In the intricate dance of web scraping, where efficiency and respect for the target server’s bandwidth are paramount, mastering the art of rate limiting asynchronous requests becomes a critical skill. This is particularly true when working with Selenium web scrapers, designed to mimic real-world browsing behavior. While Selenium excels in tasks requiring interaction with JavaScript-heavy websites, its approach can sometimes be like using a sledgehammer to crack a nut, especially in terms of network resource consumption. To mitigate this, developers often employ strategies such as media blocking or request reduction. However, these methods only scratch the surface of optimization. Integrating an advanced web scraping API can provide a more nuanced control over request frequency, ensuring your scraping activities remain efficient and server-friendly. By leveraging such APIs, you can easily intercept and manage outgoing requests, reducing unnecessary load on both the scraper and the website, and streamlining your data collection process.

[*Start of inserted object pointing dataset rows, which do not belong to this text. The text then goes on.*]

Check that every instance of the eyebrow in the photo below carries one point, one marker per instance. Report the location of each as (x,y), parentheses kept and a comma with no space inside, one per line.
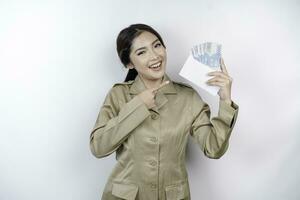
(145,47)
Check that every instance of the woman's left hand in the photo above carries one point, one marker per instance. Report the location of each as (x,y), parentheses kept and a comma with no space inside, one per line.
(223,80)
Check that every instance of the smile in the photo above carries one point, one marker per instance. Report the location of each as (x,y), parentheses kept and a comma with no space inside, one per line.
(155,66)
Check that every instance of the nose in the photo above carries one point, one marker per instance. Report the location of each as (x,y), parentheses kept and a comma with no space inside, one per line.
(153,55)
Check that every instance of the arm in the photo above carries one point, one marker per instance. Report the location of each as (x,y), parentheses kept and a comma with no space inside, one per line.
(212,135)
(114,125)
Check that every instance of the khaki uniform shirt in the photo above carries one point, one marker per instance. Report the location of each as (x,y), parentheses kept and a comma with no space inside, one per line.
(150,144)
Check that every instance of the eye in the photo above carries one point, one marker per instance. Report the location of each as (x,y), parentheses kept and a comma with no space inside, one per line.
(140,53)
(157,45)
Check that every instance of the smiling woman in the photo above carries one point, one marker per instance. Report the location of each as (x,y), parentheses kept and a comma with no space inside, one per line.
(147,120)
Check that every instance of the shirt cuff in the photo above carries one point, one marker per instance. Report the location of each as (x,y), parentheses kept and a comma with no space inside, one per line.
(227,112)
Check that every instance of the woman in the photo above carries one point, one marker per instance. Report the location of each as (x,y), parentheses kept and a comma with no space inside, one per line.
(147,120)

A proxy such as mitmproxy, renowned for its flexibility, can be configured to block requests by either resource type or name. Installation is straightforward with the pip package manager. Following installation, a script can be created to implement custom blocking logic, targeting common third-party resources or specific resource extensions:

from mitmproxy import http

BLOCK_RESOURCE_NAMES = ['adzerk', 'analytics', ...]
BLOCK_RESOURCE_EXTENSIONS = ['.gif', '.jpg', ...]

def request(flow: http.HTTPFlow) -> None:
    url = flow.request.pretty_url
    if any(url.endswith(ext) for ext in BLOCK_RESOURCE_EXTENSIONS) or 
       any(block in url for block in BLOCK_RESOURCE_NAMES):
        flow.response = http.Response.make(404, b"Blocked", {"Content-Type": "text/html"})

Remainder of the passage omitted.